I feel compelled to mention Polygon here, as it's the Big New Thing in games media, but I'm not quite sure exactly what lesson we ought to take away from it quite yet. Yes, its design is attractive (if somewhat garish; I hate the pullquotes). It's got a solid staff pulled from many excellent publications. It also has, from all accounts, lots of money invested in making it the best damn consumer game site out there. I have no idea what the editorial vision is behind the site, or how their ad sales/editorial relationship works; from my perspective, it looks kind of like SBNation rounded up a whole bunch of good games writers/editors and said, "Hey guys, we have a whole bunch of money--now make the site you always wanted to make."

This sounds great. It also sounds a bit dangerous (remember what I said earlier about an unchecked editorial department that thinks they can be The Atlantic of video games?). Maybe they can be The VideogAtlantic! I suspect, though, that much of Polygon is the best possible version of Business As Usual money can buy, with a bunch of 6500-word features that serve as tentpoles the sales team can point to and say "Look--we're doing real journalism here, so buy ads." (Which doesn't say anything about the quality of the features themselves, mind you; from what I've read, some are good reads and some are less good reads, though I think they're all a bit too long, myself.) That is to say, the buzz about how everything they do is new and different doesn't yet seem to translate to what I've actually read there thus far.

Though maybe that's just me. Polygon (and sister site The Verge) appear to be getting All The Hot Exclusives, so the buzz is working there, but only time will tell whether that will translate to better ad buy rates or obscenely high page views -- in other words, whether it will solve The 1UP/GamePro etc. problem.

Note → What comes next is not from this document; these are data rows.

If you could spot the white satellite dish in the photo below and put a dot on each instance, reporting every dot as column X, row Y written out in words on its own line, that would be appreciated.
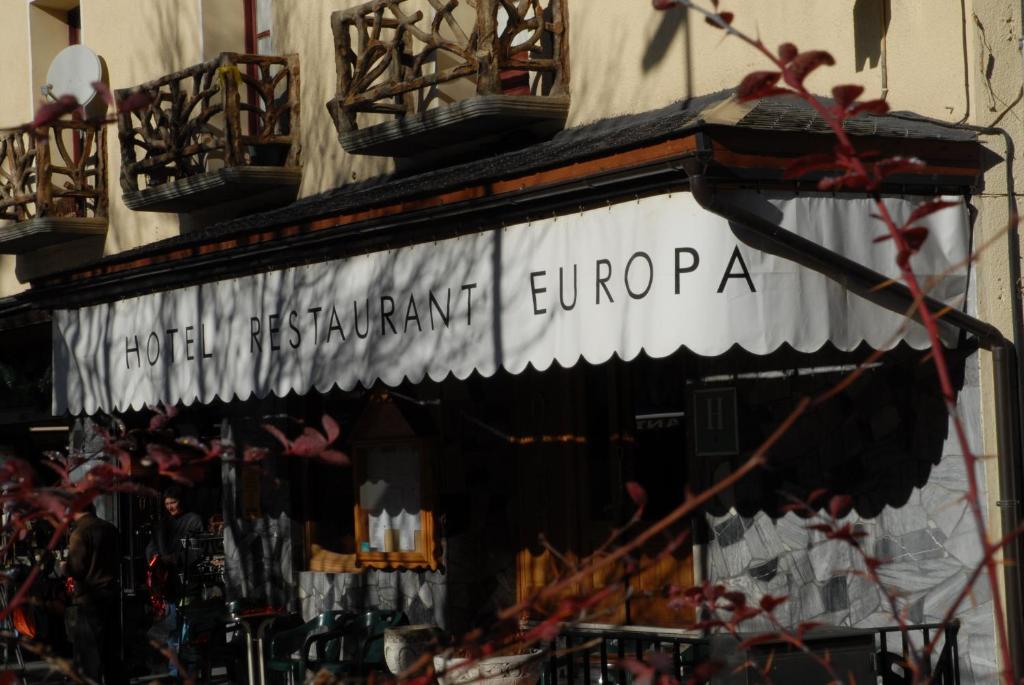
column 73, row 72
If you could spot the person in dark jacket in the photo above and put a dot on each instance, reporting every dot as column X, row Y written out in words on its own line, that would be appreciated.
column 169, row 543
column 93, row 619
column 173, row 529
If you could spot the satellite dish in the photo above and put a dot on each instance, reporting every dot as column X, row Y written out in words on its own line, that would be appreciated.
column 73, row 72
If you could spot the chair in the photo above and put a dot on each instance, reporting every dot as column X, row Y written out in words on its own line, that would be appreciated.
column 284, row 643
column 368, row 631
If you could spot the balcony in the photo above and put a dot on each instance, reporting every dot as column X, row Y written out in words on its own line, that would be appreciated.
column 462, row 76
column 52, row 185
column 221, row 131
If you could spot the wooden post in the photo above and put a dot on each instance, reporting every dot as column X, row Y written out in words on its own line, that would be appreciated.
column 44, row 190
column 344, row 118
column 102, row 197
column 232, row 111
column 126, row 136
column 487, row 76
column 294, row 113
column 560, row 48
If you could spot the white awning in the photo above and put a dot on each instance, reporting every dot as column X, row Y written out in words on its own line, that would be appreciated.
column 650, row 275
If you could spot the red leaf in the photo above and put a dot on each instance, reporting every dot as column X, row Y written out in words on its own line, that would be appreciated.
column 808, row 163
column 331, row 429
column 786, row 51
column 758, row 84
column 50, row 112
column 705, row 672
column 723, row 17
column 845, row 95
column 871, row 106
column 805, row 62
column 839, row 504
column 334, row 457
column 637, row 494
column 926, row 208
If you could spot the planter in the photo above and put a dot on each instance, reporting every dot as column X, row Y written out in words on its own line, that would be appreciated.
column 404, row 644
column 504, row 670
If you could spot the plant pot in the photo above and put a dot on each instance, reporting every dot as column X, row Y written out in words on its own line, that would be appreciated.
column 404, row 644
column 504, row 670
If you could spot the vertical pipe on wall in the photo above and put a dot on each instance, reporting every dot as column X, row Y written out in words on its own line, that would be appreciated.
column 1008, row 438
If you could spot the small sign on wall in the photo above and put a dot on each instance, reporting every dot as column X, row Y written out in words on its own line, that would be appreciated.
column 715, row 422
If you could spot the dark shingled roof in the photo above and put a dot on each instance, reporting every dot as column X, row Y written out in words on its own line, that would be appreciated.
column 601, row 137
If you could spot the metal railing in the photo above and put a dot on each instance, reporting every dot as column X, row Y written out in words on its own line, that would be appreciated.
column 943, row 670
column 58, row 170
column 236, row 110
column 391, row 61
column 594, row 656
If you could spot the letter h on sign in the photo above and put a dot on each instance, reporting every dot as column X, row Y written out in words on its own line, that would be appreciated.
column 715, row 425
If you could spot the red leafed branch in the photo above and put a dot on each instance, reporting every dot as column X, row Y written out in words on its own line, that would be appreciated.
column 855, row 171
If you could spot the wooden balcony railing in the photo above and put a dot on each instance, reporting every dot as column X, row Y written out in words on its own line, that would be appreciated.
column 215, row 131
column 52, row 184
column 402, row 63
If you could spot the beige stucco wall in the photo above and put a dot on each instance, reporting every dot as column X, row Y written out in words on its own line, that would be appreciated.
column 625, row 57
column 15, row 104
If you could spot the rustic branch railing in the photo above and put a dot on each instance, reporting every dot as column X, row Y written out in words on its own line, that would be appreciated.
column 390, row 61
column 237, row 110
column 57, row 171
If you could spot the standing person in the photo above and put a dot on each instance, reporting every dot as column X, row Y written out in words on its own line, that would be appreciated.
column 93, row 619
column 169, row 536
column 172, row 530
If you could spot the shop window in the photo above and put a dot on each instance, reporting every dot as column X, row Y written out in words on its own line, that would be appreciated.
column 379, row 513
column 258, row 27
column 393, row 515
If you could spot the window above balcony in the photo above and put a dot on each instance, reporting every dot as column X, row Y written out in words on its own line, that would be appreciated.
column 460, row 77
column 221, row 131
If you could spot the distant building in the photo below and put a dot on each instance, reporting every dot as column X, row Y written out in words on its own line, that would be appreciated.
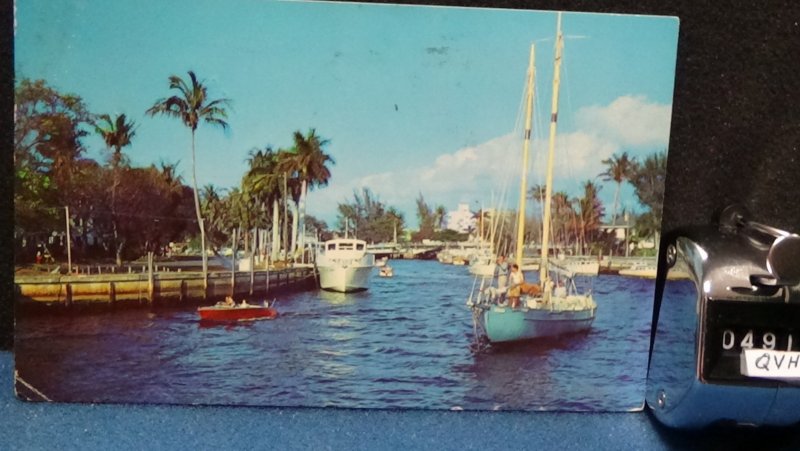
column 461, row 220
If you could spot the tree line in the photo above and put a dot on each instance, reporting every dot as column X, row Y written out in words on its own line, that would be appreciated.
column 120, row 211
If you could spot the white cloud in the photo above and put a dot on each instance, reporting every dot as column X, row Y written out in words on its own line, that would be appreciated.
column 630, row 121
column 485, row 172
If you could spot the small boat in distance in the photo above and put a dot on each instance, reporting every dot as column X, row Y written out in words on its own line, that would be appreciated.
column 230, row 311
column 344, row 265
column 386, row 271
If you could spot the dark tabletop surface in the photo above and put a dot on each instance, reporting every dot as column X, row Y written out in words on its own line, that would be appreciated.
column 735, row 137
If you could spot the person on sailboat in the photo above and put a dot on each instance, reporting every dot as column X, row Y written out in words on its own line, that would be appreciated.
column 515, row 286
column 501, row 272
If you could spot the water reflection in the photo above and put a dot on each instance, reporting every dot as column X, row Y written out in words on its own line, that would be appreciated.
column 403, row 343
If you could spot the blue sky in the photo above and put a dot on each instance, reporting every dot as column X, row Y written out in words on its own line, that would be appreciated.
column 412, row 99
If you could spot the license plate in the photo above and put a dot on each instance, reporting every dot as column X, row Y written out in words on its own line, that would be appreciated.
column 735, row 329
column 780, row 365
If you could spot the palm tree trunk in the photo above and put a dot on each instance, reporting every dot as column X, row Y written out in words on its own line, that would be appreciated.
column 276, row 225
column 199, row 218
column 285, row 218
column 614, row 216
column 295, row 222
column 303, row 200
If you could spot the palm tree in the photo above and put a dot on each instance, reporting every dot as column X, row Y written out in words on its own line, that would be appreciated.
column 116, row 134
column 618, row 169
column 290, row 165
column 313, row 170
column 590, row 214
column 648, row 180
column 191, row 105
column 441, row 215
column 265, row 181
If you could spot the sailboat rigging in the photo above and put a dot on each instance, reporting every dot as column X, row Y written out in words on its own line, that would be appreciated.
column 554, row 307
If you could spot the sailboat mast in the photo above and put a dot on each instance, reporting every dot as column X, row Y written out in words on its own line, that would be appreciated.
column 550, row 154
column 525, row 151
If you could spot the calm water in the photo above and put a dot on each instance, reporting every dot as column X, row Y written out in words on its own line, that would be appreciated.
column 402, row 343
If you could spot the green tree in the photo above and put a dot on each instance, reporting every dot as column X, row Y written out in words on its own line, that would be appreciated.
column 427, row 220
column 191, row 105
column 371, row 220
column 116, row 134
column 619, row 168
column 312, row 162
column 48, row 152
column 648, row 180
column 590, row 215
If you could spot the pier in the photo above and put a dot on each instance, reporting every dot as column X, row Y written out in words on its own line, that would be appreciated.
column 148, row 288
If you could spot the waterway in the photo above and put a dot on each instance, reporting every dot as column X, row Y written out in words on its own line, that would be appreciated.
column 404, row 343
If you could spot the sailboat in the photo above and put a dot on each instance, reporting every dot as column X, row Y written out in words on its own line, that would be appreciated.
column 557, row 308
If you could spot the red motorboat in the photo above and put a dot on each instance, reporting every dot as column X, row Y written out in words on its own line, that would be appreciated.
column 236, row 312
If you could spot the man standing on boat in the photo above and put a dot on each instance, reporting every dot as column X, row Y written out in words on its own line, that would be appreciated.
column 501, row 273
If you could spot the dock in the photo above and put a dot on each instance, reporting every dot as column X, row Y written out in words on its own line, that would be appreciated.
column 158, row 288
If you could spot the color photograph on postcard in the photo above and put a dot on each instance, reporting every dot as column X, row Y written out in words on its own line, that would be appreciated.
column 336, row 204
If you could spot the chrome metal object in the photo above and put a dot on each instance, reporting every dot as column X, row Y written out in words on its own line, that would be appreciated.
column 726, row 326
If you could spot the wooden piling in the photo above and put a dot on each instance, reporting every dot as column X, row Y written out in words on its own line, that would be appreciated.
column 150, row 280
column 68, row 297
column 112, row 293
column 182, row 292
column 252, row 271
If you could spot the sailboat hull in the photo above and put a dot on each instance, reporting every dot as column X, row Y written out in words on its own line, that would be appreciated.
column 344, row 279
column 503, row 324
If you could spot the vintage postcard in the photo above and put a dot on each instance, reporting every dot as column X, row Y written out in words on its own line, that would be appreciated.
column 337, row 204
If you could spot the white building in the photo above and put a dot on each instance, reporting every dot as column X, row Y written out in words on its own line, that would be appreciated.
column 461, row 220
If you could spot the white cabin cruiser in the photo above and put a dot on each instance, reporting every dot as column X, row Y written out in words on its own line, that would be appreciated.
column 344, row 265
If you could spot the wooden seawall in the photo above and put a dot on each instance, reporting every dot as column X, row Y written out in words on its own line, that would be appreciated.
column 163, row 287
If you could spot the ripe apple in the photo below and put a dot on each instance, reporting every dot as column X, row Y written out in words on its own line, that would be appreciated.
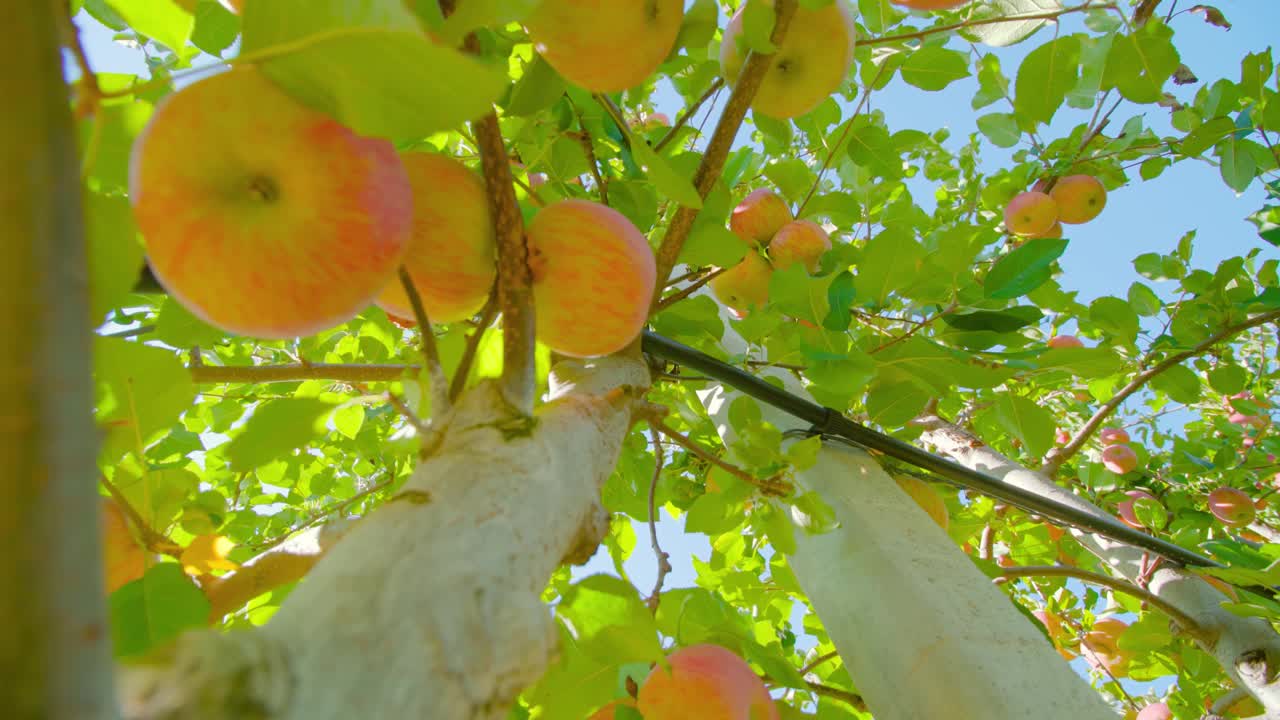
column 1119, row 459
column 1112, row 436
column 926, row 497
column 451, row 255
column 799, row 241
column 606, row 46
column 809, row 65
column 593, row 277
column 931, row 4
column 1125, row 507
column 1031, row 214
column 744, row 286
column 1061, row 341
column 1156, row 711
column 759, row 217
column 261, row 215
column 1232, row 506
column 707, row 682
column 1079, row 199
column 123, row 559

Last year at GDC, I joked to Russ Pitts (Polygon Features Editor) that he better not fuck it up, because I might be gunning for his job some day. I kid, of course (I like my job just fine, thank you), but the point is that the promise of all the hype behind Polygon is that you can run a major consumer games publication without having to feel like you're writing for a 7th grade audience or run yet another Best Booth Babes Ever slide show. It's nice to feel that our experience and education is valuable, and there is a market for writers and editors beyond hastily-written reviews and pageview-grubbing, and that writing about games is a career and not something you age out of at 28 for a PR gig. I hope they succeed, if only so smart, motivated, skilled people can do work worthy of them in this business.

Journalism: The Videogame

So where does this leave us? In a brave new world, I suppose. I think that the changes we've seen in the games publishing business are actually a sign of games maturing as a medium; we no longer live in the world where "people who like video games" is seen as a meaningful demographic any more than "people who are okay with the prospect of watching a movie every now and then" is. I like the idea of "people who write about games for a living" including industry analysts and dev-oriented specialist and critics and academics and sportswriters and activists and so on. But the ride from now until then promises to be a rough one paved with layoffs and lost careers, and it's in our best interests to future-proof our skillsets as best we can.